No-Harm Clinical Safety measures the percentage of audited encounters with no potential for severe or fatal harm. Q achieved 96.5%, compared to a published clinician benchmark of 97% from a systematic review of telephone-based out-of-hours primary care across 4,934 encounters (Huibers et al., 2011). The same review found safety rates of 89% for high-urgency patients, underscoring that safety performance varies with clinical acuity. Q's mixed-acuity population makes the all-comers benchmark the most appropriate comparator.

The 3.5% of encounters that did not achieve a no-harm rating were not encounters in which patients were harmed. They are encounters where, under worst-case conditions, harm could theoretically have occurred. That distinction matters. Q's safety scoring system exists specifically to catch, classify, and learn from these signals before they can become failures. Every flagged encounter is reviewed and fed back into Q's improvement architecture.
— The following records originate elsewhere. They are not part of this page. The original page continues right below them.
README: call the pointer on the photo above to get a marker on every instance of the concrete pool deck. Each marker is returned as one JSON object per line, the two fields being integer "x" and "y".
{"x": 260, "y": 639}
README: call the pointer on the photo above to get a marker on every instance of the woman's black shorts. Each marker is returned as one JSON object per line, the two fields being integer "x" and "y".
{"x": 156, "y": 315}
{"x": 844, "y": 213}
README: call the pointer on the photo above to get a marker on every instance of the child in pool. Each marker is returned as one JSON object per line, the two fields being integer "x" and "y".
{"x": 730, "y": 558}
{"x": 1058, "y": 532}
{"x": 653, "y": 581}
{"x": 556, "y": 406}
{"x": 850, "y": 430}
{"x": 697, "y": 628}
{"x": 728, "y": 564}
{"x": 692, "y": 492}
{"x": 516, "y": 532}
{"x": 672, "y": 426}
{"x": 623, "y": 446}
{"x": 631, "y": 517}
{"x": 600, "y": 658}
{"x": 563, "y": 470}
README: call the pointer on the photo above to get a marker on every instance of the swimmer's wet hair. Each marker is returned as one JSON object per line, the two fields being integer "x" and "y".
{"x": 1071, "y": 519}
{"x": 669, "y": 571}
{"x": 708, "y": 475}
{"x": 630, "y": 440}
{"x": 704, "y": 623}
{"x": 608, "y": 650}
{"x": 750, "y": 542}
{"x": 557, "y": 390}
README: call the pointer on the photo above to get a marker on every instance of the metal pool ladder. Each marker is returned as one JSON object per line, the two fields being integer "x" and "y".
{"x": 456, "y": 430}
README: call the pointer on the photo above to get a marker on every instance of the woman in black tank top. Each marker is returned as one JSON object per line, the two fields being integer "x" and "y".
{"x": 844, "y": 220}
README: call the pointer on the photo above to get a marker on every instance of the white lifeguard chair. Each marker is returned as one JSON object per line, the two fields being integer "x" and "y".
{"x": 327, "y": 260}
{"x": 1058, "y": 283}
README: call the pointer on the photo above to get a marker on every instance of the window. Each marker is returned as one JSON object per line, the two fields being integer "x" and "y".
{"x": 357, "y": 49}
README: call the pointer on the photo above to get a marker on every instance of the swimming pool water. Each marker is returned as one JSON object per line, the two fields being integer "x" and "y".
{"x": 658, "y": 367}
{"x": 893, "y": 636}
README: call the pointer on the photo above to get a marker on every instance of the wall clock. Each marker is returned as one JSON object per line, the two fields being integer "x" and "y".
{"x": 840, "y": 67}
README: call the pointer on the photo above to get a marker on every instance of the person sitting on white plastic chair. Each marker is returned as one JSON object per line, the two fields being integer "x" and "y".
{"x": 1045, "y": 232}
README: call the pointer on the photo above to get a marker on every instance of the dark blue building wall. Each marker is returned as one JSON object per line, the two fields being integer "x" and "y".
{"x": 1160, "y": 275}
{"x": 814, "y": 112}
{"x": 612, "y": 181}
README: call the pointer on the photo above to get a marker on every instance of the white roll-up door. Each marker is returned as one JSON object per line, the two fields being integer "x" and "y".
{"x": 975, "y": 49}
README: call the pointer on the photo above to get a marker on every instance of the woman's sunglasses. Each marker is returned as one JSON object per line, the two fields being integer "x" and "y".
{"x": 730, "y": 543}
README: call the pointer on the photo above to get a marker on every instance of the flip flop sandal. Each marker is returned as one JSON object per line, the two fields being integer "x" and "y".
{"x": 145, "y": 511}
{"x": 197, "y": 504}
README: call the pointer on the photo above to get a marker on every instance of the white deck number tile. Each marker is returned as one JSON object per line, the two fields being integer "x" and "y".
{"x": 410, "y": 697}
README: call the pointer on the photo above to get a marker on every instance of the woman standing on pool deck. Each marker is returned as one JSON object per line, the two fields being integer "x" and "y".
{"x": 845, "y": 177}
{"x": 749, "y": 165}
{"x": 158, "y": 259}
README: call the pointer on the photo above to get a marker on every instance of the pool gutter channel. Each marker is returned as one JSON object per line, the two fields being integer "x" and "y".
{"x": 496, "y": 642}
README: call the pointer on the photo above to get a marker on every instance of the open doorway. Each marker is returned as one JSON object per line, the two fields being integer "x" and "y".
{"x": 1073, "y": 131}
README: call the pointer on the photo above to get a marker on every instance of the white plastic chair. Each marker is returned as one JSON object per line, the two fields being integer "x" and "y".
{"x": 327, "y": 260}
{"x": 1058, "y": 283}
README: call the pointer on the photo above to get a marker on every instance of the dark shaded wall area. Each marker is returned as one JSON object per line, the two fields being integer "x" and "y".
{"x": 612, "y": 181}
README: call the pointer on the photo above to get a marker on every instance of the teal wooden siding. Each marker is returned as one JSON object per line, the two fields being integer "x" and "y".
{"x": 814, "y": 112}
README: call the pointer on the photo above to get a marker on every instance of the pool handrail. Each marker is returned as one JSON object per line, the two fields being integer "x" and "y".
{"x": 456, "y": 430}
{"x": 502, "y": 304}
It is also important to note that Q does not perform triage, a regulatory boundary that meaningfully limits the surface area where serious harm could realistically occur. The potential harm ceiling in our 3.5% is substantially lower than it would be in a system operating under triage scope. Our 96.5% rate exceeds the 92% industry standard in ambulatory care and sits within half a percentage point of the published telephone-based clinical benchmark. One hundred percent no-harm is achieved nowhere in healthcare. What this number tells you is that the system is paying attention, and getting better every time it is.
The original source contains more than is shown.